International Issues

Gary S. Becker: Fixing a Currency's Value Cures Inflation

Several rapidly growing Asian economies have been in monetary turmoil since Thailand devalued the baht in early July. The problem, says economist Gary Becker, 1992 Nobel laureate, is that many developing countries use free-floating exchange rates to determine the international values of their currencies.

While flexible rates allow rapid adjustment to changes in supply and demand, they also allow nations to debase (inflate) their currencies by printing money to finance government spending.

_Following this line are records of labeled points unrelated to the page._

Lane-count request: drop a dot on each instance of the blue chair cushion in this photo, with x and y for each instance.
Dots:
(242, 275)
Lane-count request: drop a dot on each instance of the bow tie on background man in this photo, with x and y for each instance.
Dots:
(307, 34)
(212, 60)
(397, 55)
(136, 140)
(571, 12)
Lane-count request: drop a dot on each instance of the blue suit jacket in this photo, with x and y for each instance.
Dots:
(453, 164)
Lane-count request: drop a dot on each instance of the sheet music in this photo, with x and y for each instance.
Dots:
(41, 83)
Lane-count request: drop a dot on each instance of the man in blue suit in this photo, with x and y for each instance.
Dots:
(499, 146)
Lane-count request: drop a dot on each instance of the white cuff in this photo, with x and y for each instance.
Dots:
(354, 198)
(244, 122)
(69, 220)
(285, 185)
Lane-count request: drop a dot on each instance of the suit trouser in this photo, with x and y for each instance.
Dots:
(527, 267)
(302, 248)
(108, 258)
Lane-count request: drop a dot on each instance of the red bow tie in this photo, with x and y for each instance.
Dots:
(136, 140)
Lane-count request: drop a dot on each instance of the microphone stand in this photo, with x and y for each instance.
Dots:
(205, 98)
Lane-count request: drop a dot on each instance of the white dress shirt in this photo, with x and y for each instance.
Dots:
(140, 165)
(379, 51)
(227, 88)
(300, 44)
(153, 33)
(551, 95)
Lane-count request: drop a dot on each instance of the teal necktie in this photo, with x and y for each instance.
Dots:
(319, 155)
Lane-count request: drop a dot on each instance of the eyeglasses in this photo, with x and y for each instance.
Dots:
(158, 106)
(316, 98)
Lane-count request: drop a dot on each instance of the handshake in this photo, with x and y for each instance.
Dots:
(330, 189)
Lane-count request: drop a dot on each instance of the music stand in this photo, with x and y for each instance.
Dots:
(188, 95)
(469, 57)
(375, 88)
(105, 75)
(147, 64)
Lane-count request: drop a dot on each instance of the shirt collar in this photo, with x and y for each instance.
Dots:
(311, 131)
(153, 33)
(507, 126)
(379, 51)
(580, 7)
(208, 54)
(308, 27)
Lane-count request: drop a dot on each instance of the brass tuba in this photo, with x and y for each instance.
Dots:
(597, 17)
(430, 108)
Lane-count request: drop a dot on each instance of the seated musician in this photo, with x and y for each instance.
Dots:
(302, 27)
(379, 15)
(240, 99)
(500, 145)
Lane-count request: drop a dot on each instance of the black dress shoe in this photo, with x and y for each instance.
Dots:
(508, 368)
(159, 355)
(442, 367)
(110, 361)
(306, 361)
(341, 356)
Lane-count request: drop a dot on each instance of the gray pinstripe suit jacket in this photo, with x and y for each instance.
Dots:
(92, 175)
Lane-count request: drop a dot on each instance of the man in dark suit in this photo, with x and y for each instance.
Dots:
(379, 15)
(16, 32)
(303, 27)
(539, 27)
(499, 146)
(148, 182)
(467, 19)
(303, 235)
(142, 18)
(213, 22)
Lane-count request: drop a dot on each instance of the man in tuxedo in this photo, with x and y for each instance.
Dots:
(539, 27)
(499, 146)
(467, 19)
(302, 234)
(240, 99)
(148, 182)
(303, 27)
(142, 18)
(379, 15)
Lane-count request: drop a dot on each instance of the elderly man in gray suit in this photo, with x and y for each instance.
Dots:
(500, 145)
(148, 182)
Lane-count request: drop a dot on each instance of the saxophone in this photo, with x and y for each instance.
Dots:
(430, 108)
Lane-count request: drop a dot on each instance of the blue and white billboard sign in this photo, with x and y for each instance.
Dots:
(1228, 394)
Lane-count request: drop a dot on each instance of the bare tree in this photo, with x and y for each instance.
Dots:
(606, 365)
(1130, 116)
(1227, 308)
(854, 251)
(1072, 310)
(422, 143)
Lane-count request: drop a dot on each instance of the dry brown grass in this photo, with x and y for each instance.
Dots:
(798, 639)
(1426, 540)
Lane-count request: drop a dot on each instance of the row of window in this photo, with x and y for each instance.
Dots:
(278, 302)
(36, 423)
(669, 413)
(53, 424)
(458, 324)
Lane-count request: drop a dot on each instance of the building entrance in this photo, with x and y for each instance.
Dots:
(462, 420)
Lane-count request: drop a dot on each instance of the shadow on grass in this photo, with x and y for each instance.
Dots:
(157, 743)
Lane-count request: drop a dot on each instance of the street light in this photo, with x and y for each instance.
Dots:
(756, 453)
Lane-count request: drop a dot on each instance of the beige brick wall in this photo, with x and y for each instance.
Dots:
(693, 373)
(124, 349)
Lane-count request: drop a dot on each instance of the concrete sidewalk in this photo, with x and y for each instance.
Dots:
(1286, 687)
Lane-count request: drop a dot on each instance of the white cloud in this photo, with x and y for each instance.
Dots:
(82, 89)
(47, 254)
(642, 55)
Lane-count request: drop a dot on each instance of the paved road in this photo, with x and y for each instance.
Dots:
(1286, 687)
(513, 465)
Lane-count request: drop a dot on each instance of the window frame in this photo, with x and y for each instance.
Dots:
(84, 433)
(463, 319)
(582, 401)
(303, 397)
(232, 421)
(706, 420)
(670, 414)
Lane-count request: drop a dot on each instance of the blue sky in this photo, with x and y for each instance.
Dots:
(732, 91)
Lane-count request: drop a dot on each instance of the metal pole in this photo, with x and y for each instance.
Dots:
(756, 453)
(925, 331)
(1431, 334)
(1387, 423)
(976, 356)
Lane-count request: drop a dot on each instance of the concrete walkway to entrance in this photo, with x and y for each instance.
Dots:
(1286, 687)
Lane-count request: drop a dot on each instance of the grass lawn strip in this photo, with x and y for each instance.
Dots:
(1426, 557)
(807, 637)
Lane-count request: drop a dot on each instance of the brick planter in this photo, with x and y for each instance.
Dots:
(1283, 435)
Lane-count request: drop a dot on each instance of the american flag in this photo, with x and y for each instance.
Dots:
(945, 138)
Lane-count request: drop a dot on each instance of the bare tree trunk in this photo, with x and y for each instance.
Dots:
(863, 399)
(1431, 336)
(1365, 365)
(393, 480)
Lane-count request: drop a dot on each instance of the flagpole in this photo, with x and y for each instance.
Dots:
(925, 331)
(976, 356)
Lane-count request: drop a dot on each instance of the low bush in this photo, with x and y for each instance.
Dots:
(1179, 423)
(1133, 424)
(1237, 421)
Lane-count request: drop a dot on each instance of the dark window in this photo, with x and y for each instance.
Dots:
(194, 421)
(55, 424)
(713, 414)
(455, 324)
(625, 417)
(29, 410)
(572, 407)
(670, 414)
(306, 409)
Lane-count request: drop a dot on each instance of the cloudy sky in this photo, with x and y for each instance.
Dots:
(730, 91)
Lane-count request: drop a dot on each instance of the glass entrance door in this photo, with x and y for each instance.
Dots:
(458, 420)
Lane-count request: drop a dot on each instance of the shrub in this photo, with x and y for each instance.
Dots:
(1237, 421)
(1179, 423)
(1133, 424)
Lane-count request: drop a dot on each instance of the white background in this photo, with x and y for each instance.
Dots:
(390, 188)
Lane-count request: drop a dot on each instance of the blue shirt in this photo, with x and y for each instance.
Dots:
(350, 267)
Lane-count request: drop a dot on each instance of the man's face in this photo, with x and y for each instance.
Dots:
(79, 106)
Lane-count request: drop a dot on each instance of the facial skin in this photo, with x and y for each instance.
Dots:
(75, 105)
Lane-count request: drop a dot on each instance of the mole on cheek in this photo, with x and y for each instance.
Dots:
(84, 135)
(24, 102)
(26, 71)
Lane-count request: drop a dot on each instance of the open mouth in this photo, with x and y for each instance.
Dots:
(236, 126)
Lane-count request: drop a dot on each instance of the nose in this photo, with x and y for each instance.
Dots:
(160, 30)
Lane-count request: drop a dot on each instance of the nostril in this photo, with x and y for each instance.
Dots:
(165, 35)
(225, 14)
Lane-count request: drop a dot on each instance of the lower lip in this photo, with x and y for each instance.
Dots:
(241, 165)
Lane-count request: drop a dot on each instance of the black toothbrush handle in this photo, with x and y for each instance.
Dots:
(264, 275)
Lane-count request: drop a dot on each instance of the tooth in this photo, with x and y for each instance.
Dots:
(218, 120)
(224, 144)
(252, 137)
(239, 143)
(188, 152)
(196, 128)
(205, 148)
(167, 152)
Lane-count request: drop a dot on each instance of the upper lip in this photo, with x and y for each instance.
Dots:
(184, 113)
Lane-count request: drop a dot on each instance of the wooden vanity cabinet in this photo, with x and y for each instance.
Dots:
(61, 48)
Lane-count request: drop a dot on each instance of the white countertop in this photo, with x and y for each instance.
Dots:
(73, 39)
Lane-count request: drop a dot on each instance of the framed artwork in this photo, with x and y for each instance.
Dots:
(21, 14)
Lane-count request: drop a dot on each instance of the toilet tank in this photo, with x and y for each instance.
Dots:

The alternative is to fix the exchange rate of the local currency with a strong one -- such as the U.S. dollar, mark or yen -- and fully back it with foreign reserves.

  • Argentina hyperinflated in the 1980s, causing its peso to become almost worthless and prices to rise at an annual rate of more than 1,000 percent.

  • Inflation was broken when the government set the peso at a fixed one-for-one rate of exchange with the dollar and backed the peso with dollar reserves.

  • Using a similar arrangement, Brazil drastically cut its inflation rate from over 900 percent in 1994 to 10 percent in 1996 and a still lower rate in 1997.

Thailand's baht fell in value by over 20 percent compared to the dollar after the government was forced to devaluate. The devaluation was necessary because the government printed money to finance a rising budget deficit -- caused by bailouts of politically powerful companies.

In contrast, the Hong Kong dollar has been tied to the U.S. dollar at a rate of about seven to one since 1983. The former colony has foreign reserves of about $70 billion and has prospered as the U.S. dollar has increased in value.